Jadeo, cubierto por una espesa capa de sudor que ni siquiera yo puedo ver. Echo el pestillo a mis espaldas y me arrojo exhausto sobre la cama. Mi corazón late con una violencia extrema, mis pulmones devoran urgentemente menos oxígeno del que me exigen, y mi cabeza parece un hervidero de avispas azotado por un tifón. Cierro los ojos, pero no sirve de nada. Pocas cosas hay más inútiles que unos párpados invisibles...
Por más que lo intento, no consigo apartar de mi mente la imagen que presentaba el señor G. la primera vez en que le vi... por decirlo de algún modo.
Apareció en la posada una fría mañana a principios de diciembre, envuelto en vendas como una momia y enfundado en un largo abrigo de cuero negro. Todo en él irradiaba un aura inquietante, amenazadora, sobre todo por esas lentes tintadas que recubrían su mirada.

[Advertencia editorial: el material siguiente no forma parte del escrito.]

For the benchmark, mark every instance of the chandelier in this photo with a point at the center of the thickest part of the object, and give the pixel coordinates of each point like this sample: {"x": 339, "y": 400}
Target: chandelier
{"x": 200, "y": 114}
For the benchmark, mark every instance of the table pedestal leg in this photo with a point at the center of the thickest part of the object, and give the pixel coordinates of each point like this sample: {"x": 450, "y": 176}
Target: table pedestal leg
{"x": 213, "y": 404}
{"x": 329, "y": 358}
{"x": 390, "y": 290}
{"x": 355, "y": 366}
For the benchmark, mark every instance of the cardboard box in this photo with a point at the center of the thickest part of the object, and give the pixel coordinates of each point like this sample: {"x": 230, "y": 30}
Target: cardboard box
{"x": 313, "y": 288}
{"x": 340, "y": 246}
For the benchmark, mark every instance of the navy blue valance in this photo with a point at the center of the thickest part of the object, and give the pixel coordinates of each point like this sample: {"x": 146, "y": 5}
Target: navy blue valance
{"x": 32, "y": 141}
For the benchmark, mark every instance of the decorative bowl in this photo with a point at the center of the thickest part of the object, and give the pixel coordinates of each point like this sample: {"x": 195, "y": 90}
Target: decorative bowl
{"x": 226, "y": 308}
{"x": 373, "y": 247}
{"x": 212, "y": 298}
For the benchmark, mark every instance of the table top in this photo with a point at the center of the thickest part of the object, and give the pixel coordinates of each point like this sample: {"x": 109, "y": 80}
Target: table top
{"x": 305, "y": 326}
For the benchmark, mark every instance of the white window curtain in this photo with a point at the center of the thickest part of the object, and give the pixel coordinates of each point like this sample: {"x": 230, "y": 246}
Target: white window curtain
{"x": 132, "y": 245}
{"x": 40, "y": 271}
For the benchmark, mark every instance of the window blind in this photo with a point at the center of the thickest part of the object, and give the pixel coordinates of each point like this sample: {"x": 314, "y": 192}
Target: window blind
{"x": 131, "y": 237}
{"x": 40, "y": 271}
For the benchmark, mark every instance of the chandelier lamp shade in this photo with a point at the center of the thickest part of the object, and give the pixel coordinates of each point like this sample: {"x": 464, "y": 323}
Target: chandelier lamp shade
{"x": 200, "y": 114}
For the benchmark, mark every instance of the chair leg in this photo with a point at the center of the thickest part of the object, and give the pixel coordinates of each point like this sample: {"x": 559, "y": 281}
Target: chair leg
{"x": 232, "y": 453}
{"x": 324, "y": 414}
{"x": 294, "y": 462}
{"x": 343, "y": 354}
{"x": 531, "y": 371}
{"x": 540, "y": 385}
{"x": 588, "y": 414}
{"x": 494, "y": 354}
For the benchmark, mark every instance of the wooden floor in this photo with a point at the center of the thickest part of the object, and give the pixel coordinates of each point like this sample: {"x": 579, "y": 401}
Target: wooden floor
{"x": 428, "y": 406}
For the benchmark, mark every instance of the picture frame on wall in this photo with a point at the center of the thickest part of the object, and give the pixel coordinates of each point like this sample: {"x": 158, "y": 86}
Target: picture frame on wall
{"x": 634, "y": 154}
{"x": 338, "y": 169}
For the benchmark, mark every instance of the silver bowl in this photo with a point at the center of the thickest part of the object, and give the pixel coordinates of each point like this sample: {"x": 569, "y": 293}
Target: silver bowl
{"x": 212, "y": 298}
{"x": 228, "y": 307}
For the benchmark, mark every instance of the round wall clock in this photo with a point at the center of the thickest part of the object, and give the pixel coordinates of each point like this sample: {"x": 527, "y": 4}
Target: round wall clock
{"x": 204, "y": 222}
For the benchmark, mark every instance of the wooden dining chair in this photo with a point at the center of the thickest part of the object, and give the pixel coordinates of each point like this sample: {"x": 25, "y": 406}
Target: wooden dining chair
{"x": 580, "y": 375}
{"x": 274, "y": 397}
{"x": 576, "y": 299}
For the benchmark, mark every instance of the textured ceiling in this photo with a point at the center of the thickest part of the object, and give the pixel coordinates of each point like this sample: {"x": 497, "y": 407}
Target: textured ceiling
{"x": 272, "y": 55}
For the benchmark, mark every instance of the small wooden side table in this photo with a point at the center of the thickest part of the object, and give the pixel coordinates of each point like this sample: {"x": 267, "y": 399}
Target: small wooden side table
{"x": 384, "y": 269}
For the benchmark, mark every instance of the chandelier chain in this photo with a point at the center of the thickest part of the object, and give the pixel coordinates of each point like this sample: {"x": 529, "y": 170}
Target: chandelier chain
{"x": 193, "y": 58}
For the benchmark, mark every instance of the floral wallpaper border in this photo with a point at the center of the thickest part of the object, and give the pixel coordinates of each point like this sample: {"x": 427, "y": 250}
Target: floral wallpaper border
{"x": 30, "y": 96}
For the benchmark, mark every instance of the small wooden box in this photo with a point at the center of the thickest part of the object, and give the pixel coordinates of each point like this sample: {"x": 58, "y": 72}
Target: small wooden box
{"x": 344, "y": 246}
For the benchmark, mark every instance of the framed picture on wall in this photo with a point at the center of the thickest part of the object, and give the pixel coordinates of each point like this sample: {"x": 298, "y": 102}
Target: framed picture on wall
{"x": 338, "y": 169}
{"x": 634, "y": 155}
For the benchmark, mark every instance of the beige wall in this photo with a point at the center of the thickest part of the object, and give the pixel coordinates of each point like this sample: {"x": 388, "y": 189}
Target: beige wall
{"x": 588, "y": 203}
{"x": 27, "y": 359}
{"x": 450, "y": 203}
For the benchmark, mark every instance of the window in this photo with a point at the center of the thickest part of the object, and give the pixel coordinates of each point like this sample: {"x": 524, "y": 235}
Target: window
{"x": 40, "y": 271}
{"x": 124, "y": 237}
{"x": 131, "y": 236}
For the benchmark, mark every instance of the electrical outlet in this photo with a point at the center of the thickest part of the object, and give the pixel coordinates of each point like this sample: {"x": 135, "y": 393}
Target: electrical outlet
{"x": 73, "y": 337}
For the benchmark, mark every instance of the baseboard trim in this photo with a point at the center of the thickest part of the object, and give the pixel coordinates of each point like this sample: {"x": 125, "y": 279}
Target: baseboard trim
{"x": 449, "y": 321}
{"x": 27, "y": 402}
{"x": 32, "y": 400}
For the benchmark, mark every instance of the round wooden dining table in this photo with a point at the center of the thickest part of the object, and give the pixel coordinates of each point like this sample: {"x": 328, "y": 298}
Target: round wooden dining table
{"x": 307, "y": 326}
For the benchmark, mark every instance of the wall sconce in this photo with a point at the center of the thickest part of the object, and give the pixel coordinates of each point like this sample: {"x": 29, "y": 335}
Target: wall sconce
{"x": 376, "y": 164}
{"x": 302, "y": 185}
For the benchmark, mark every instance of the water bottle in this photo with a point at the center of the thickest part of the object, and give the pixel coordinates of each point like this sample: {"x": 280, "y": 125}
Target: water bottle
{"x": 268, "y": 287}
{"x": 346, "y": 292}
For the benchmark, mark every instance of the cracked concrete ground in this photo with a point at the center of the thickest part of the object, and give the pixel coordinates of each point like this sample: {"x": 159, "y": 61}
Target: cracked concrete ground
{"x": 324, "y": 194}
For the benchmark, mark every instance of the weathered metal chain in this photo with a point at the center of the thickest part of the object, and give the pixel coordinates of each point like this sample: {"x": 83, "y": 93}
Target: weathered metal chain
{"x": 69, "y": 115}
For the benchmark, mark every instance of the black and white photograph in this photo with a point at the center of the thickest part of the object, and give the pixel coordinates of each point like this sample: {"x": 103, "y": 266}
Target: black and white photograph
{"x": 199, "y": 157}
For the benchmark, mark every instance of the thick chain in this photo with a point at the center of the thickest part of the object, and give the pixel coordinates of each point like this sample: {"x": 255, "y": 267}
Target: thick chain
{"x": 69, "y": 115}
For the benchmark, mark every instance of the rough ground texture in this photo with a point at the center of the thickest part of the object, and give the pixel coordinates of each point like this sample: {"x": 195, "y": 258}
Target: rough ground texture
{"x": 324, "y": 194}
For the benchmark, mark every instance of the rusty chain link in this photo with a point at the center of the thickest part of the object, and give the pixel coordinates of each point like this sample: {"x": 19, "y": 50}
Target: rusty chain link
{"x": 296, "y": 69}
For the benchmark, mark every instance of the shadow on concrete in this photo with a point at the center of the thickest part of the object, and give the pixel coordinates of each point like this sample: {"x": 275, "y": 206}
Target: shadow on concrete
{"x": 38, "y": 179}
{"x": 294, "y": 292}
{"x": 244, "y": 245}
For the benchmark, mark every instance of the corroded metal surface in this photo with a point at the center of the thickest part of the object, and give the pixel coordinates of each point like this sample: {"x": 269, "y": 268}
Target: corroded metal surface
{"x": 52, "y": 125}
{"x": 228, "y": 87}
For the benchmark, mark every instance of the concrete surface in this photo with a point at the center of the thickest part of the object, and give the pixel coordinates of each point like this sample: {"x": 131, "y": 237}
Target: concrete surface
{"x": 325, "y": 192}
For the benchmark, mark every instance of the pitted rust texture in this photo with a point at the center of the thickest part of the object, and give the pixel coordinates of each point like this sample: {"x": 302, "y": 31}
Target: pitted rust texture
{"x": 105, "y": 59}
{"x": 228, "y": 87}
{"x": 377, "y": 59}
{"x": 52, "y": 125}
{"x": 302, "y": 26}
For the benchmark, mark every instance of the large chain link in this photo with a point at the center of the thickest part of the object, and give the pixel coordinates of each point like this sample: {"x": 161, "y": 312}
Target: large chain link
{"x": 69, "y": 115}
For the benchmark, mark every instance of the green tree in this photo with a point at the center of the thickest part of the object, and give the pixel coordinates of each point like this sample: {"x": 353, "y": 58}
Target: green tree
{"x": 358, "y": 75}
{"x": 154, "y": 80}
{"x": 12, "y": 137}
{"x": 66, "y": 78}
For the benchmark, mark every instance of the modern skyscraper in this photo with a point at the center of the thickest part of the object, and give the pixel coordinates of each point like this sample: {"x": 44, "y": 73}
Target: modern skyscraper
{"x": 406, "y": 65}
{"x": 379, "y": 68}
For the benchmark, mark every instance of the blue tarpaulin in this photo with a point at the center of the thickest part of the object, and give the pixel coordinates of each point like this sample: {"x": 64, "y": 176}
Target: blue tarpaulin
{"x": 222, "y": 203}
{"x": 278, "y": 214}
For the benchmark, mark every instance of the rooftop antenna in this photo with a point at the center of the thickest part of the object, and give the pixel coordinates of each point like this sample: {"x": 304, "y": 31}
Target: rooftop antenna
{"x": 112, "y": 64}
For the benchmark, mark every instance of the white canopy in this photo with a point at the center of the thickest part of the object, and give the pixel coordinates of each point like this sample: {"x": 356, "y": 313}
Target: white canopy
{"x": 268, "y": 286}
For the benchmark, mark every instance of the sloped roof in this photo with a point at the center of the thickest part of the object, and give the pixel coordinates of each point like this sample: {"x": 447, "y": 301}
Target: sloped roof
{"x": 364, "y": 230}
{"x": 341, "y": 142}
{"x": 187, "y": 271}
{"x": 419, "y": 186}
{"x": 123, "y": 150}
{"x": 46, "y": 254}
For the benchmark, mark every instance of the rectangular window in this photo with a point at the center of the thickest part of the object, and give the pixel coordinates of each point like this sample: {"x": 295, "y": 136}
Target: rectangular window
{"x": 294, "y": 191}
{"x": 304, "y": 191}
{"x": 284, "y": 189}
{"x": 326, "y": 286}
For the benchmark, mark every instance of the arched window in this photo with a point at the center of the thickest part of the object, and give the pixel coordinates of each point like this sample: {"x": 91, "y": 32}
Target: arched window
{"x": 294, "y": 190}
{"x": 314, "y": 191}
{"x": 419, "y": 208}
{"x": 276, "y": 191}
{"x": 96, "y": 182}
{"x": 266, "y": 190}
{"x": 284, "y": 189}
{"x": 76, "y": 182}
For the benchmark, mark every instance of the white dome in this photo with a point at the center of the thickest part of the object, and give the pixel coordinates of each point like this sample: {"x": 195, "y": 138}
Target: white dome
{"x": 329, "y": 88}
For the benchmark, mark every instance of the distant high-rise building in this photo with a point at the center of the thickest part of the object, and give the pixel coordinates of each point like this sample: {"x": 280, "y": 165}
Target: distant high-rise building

No tardó en despertar innumerables sospechas a su paso, y yo no fui ni el primer ni el último interesado en descubrir su secreto. En cuanto llegó a mis oídos la noticia de que el señor G. había sido apaleado hasta la muerte por una turba encolerizada de aldeanos, me dirigí apresuradamente hasta su cuarto. Tras reventar la cerradura gracias a una ganzúa improvisada, me adentré en sus dominios con los nervios a flor de piel.
Aquello era un laboratorio en miniatura.
Infinidad de folios, manuales de química, fórmulas escritas en una pizarra, matraces y tubos de ensayo rebosantes de líquidos multicolor... eso y mucho más podían encontrarse allí. Leí como pude un bloc de notas garabateado con letra casi ilegible, y al instante todo quedó claro. En un arrebato de locura, ingerí el contenido de la probeta que se encontraba justo al lado del cuaderno.
El dolor que experimenté me resultó indescriptible, y lo peor de todo fue ver como mi cuerpo se iba evaporando en cuestión de segundos, al igual que se sale el agua de una jarra agrietada. Aún
convaleciente por el shock, regresé a mi dormitorio con una invisible sonrisa perfilada en mis invisibles labios, convertido en el heredero universal del señor G. El rey ha muerto, ¡larga vida al
rey! ¡Yo soy su sucesor! ¡Yo soy el Hombre Invisible II!